Several AI powerhouses kicked off the year with strong performances. Nvidia, Broadcom, and Micron Technology led the pack, posting gains fueled by breakthroughs in AI chip efficiency and announcements of major data center expansions in Europe and Asia. Broadcom, in particular, has seen its shares more than double over the past year, underscoring the sector’s voracious demand for advanced semiconductors. The rise of AI infrastructure is also creating ripple effects, such as booming demand for skilled trades in data center construction, with electricians and engineers seeing unprecedented job growth opportunities.

Beyond tech, other sectors benefited from policy shifts. Electric vehicle manufacturers like Tesla and Rivian climbed sharply after the administration extended incentives for domestic battery production, averting potential supply chain disruptions. In consumer goods, companies such as Lowe’s and Home Depot rallied on delayed import duties for building materials, providing relief amid ongoing housing market pressures.

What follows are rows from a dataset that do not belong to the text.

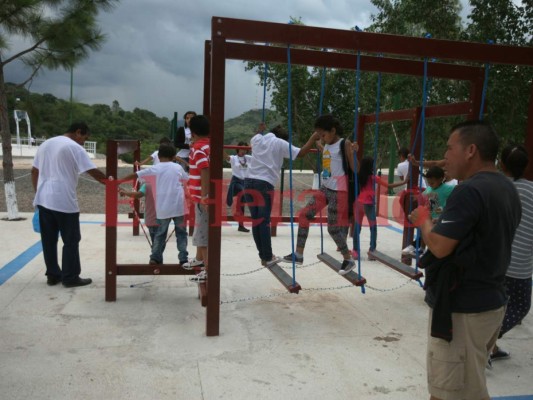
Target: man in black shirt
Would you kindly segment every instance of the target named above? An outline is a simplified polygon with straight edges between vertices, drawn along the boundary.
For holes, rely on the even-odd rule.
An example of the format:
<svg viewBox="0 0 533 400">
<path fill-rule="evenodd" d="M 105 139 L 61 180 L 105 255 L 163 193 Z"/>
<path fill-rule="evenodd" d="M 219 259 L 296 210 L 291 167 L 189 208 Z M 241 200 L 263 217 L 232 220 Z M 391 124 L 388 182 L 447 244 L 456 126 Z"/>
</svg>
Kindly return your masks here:
<svg viewBox="0 0 533 400">
<path fill-rule="evenodd" d="M 503 282 L 521 218 L 516 189 L 495 166 L 498 146 L 487 123 L 452 128 L 445 169 L 462 182 L 435 225 L 422 207 L 409 216 L 435 257 L 426 270 L 432 400 L 489 399 L 485 366 L 504 316 Z"/>
</svg>

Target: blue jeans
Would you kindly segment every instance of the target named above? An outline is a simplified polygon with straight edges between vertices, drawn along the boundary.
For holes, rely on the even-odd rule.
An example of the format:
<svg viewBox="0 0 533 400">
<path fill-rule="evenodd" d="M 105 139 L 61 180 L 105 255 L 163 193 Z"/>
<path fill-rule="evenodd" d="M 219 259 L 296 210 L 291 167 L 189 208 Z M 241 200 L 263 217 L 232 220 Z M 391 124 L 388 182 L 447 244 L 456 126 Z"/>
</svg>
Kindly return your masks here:
<svg viewBox="0 0 533 400">
<path fill-rule="evenodd" d="M 157 229 L 159 226 L 149 226 L 148 227 L 148 234 L 150 235 L 150 241 L 154 243 L 155 234 L 157 233 Z M 163 251 L 165 250 L 163 246 Z"/>
<path fill-rule="evenodd" d="M 260 179 L 245 179 L 246 203 L 252 217 L 252 234 L 259 258 L 263 261 L 272 260 L 272 239 L 270 236 L 270 214 L 274 186 Z"/>
<path fill-rule="evenodd" d="M 185 217 L 183 216 L 157 220 L 159 227 L 153 238 L 150 260 L 154 260 L 158 264 L 163 263 L 163 251 L 165 251 L 167 243 L 167 233 L 170 221 L 174 221 L 176 245 L 178 247 L 178 260 L 180 264 L 186 263 L 189 260 L 189 253 L 187 252 L 187 227 L 185 225 Z"/>
<path fill-rule="evenodd" d="M 72 282 L 79 278 L 81 272 L 80 213 L 64 213 L 43 206 L 38 207 L 46 275 L 59 278 L 63 282 Z M 63 240 L 62 268 L 59 267 L 57 259 L 57 242 L 60 233 Z"/>
<path fill-rule="evenodd" d="M 376 220 L 376 206 L 374 204 L 361 204 L 357 203 L 356 215 L 354 214 L 355 221 L 355 234 L 353 235 L 353 248 L 354 250 L 361 250 L 359 248 L 359 236 L 361 235 L 361 225 L 363 223 L 363 217 L 366 215 L 368 219 L 368 225 L 370 226 L 370 251 L 376 250 L 376 242 L 378 238 L 378 225 Z"/>
</svg>

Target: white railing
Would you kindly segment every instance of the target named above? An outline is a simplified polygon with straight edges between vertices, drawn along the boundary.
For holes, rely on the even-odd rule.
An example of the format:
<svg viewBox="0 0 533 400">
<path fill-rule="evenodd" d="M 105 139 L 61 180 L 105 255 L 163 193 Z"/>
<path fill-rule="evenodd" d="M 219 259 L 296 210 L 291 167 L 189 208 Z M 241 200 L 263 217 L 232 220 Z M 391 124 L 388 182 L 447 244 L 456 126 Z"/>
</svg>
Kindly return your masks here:
<svg viewBox="0 0 533 400">
<path fill-rule="evenodd" d="M 37 153 L 37 147 L 41 145 L 46 139 L 44 138 L 19 138 L 19 143 L 17 143 L 17 137 L 11 137 L 11 154 L 13 156 L 21 157 L 33 157 Z M 89 153 L 89 157 L 96 157 L 96 142 L 85 142 L 83 146 L 85 151 Z M 2 148 L 0 147 L 0 155 L 2 155 Z"/>
<path fill-rule="evenodd" d="M 87 153 L 96 156 L 96 142 L 85 142 L 83 147 Z"/>
</svg>

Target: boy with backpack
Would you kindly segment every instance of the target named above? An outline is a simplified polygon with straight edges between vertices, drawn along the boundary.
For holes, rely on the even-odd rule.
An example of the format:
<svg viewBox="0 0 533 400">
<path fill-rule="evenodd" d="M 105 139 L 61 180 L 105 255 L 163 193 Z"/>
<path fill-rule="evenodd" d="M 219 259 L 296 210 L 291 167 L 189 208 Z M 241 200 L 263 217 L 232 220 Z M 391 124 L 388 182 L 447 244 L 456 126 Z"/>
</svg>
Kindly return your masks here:
<svg viewBox="0 0 533 400">
<path fill-rule="evenodd" d="M 354 147 L 348 139 L 341 139 L 343 128 L 332 115 L 323 115 L 315 121 L 324 146 L 322 149 L 322 182 L 318 194 L 314 195 L 299 213 L 298 239 L 294 255 L 283 257 L 283 261 L 303 264 L 305 242 L 309 235 L 310 221 L 324 207 L 327 208 L 328 233 L 341 252 L 343 261 L 339 274 L 345 275 L 355 268 L 350 249 L 346 244 L 348 236 L 349 210 L 352 202 L 348 200 L 350 183 L 348 176 L 354 170 Z"/>
</svg>

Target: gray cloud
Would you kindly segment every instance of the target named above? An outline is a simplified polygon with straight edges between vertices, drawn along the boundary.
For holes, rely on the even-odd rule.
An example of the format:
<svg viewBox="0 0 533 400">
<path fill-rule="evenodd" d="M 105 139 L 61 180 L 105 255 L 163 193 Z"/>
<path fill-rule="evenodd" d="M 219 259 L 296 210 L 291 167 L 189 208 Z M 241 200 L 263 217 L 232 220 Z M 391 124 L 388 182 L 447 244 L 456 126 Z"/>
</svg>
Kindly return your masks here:
<svg viewBox="0 0 533 400">
<path fill-rule="evenodd" d="M 375 9 L 368 0 L 123 0 L 99 16 L 107 35 L 102 49 L 74 70 L 77 101 L 111 104 L 132 110 L 145 108 L 159 116 L 201 112 L 204 42 L 211 36 L 211 17 L 223 16 L 271 22 L 302 18 L 306 25 L 349 29 L 370 24 Z M 20 47 L 13 42 L 13 50 Z M 21 82 L 28 71 L 9 65 L 6 81 Z M 226 118 L 262 105 L 262 89 L 254 72 L 242 62 L 226 66 Z M 31 91 L 68 99 L 70 72 L 44 71 Z"/>
</svg>

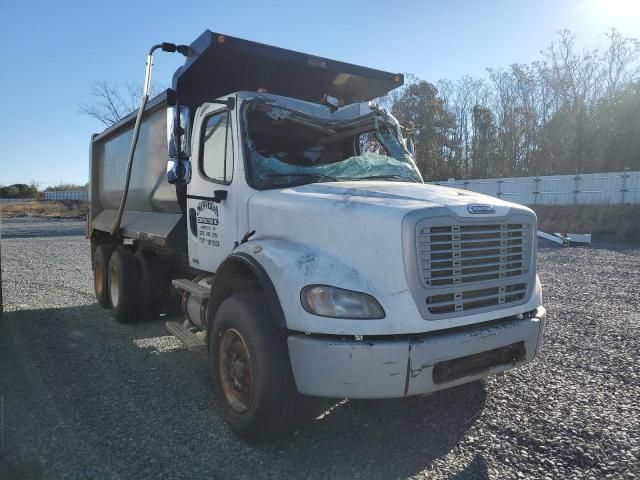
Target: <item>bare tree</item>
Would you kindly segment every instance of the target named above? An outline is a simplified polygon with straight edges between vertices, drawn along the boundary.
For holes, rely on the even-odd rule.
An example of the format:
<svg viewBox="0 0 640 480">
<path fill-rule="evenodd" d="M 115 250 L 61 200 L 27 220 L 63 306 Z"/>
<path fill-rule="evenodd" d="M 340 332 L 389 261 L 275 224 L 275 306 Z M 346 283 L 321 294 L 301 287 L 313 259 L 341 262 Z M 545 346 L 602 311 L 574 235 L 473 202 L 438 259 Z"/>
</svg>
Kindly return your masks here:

Precious metals, which delivered their strongest annual returns in decades during 2025, started 2026 on a positive note before paring gains. Gold, up over 27% last year, dipped slightly by session’s end, while silver, which surged 29%, held onto a 2.1% advance. Crude oil prices eased modestly, extending 2025’s significant decline the largest since 2020 which has helped keep inflation in check and lowered average gasoline prices to $2.75 per gallon, per AAA data.
Trading volumes remained subdued due to the holiday period, a typical pattern that often amplifies short-term swings. Despite U.S. equities’ solid 2025 run, they were outshone by international markets for the first time in years, with the MSCI All Country World ex-USA index soaring over 25% the widest gap since 2010. Emerging markets shone brightly: India’s Sensex jumped 35% on tech and infrastructure booms, while Europe’s STOXX 600 rose 22% amid energy transitions. In Asia, Taiwan’s Taiex and Japan’s Nikkei both exceeded 28% gains, driven by semiconductor demand and corporate reforms.
Looking ahead, economists highlight a delicate balance. “We’re navigating a fine line between softening labor indicators and robust consumer spending,” observed Aditya Bhave of Bank of America. “The outcome could tilt either way, but we see selective opportunities for upside.” His firm projects a modest 4% rise for the S&P 500 in 2026, emphasizing diversified strategies. Savita Subramanian, head of U.S. equity strategy at Bank of America, added: “While not as explosive as recent years, 2026 holds promise in undervalued sectors like renewables and healthcare, beyond the AI spotlight.“
As AI evolves toward more integrated applications, including quantum-enhanced models, investors may find even broader opportunities, making 2026 a year of strategic innovation rather than mere speculation.